Unable to import extruded geometry mesh

I am considering a 3D geometry which is created by extruding a 2D one. The mesh by design should be a 2D one but extruded to 3D (prism element). However, it seems to be running into problem with conversion to dolfinx mesh. Below is an MWE that reproduces my problem. I would appreciate if someone could clarify my mistake.
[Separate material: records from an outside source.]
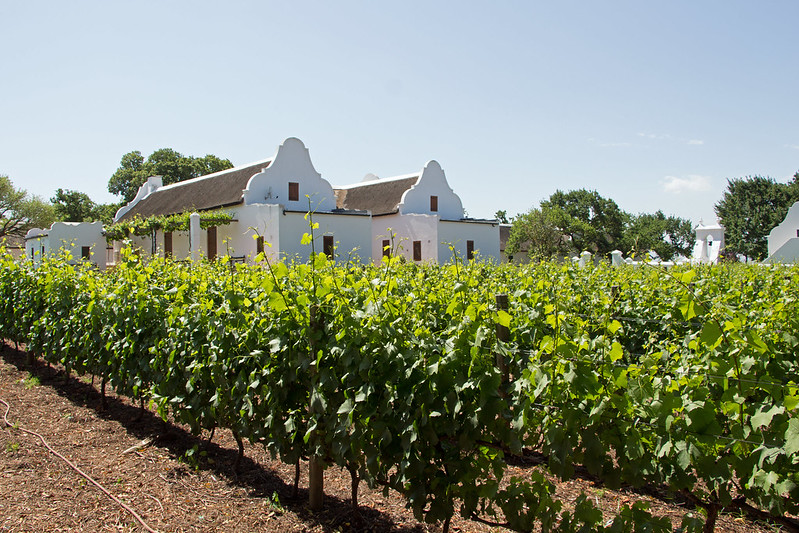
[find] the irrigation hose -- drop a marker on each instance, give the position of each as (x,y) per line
(135,515)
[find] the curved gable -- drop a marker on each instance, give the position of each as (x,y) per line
(291,171)
(432,191)
(786,230)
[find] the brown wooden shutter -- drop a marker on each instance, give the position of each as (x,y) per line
(212,243)
(168,244)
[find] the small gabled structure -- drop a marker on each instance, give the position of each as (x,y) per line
(84,241)
(268,200)
(783,240)
(708,245)
(420,217)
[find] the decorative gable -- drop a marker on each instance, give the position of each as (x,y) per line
(288,180)
(432,195)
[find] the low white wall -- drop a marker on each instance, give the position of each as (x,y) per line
(351,235)
(406,229)
(456,233)
(788,229)
(69,237)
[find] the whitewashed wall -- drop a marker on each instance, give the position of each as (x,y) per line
(70,237)
(709,243)
(484,234)
(406,229)
(291,163)
(351,235)
(432,182)
(783,240)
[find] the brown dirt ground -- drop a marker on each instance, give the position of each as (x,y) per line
(39,492)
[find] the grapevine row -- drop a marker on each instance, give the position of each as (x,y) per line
(390,371)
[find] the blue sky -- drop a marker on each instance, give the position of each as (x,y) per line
(652,104)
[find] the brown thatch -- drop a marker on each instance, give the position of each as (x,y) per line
(206,192)
(381,197)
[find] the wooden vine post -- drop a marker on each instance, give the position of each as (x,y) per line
(316,478)
(503,336)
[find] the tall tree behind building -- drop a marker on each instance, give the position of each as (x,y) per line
(750,208)
(173,166)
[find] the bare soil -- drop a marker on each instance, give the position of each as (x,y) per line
(175,490)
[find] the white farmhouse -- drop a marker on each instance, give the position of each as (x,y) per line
(268,200)
(783,240)
(709,243)
(84,241)
(419,217)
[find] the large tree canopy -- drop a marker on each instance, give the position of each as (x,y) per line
(539,231)
(76,206)
(19,211)
(574,221)
(668,237)
(173,166)
(592,222)
(750,208)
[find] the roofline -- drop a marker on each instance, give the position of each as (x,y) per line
(214,175)
(378,181)
(493,222)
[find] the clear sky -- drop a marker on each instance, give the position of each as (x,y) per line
(652,104)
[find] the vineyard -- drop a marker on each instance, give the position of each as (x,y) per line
(428,380)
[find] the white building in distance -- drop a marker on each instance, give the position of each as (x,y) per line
(270,200)
(83,241)
(783,240)
(709,243)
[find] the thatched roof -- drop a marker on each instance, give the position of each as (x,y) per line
(381,197)
(206,192)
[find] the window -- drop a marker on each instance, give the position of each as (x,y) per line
(212,243)
(168,244)
(329,246)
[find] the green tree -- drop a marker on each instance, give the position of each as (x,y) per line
(539,231)
(20,212)
(173,166)
(73,206)
(668,237)
(749,210)
(591,222)
(105,212)
(502,216)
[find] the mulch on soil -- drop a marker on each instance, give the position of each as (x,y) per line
(178,482)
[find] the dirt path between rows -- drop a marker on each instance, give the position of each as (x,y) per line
(151,466)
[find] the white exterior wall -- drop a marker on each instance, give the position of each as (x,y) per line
(432,182)
(351,235)
(236,238)
(291,163)
(783,240)
(406,229)
(70,237)
(708,245)
(456,233)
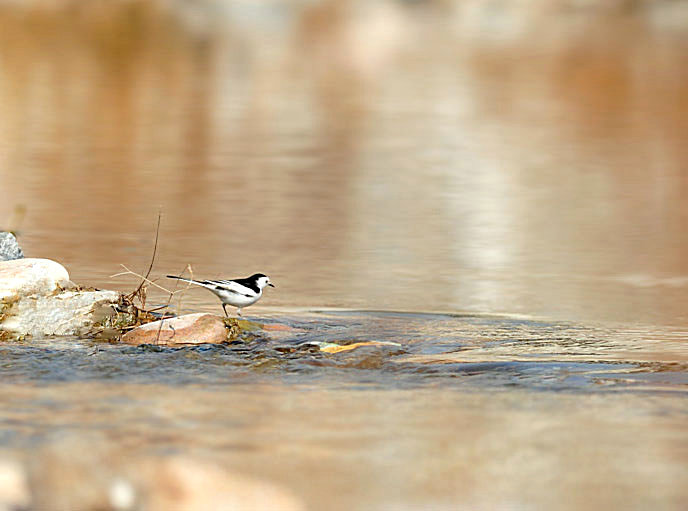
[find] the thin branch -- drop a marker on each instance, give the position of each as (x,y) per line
(155,250)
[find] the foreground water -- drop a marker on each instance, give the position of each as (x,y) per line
(454,411)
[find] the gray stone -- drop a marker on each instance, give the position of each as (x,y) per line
(37,299)
(9,248)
I use the conda build of dolfinx 0.9

import gmsh, mpi4py
from dolfinx.io import gmshio

gmsh.finalize()
gmsh.initialize()
gmsh.option.setNumber("General.Terminal", 0) # disable output messages

occ = gmsh.model.occ

gdim = 2
rect1 = occ.addRectangle(0, 0, 0, 1, 1)

extruded = occ.extrude(
    [(gdim, rect1)],
    0, 0, 1,  # extrusion vector
    numElements=[1],  # only one element in extrusion direction
    recombine=True
)

occ.synchronize()

# add_sub physical tags
all_doms = occ.getEntities(gdim+1)
for j, dom in enumerate(all_doms):
    gmsh.model.addPhysicalGroup(dom[0], [dom[1]], j + 1)  # create the main group/node

# number all boundaries
all_edges = gmsh.model.getEntities(gdim)
for j, edge in enumerate(all_edges):
    gmsh.model.addPhysicalGroup(edge[0], [edge[1]], edge[1])  # create the main group/node

gmsh.model.mesh.generate(gdim+1)

mpi_rank = 0
mesh, ct, ft = gmshio.model_to_mesh(gmsh.model, mpi4py.MPI.COMM_WORLD, mpi_rank, gdim+1)

The gmshio does currently not support prism elements, as there is no clear API in DOLFINx for reading facet tags.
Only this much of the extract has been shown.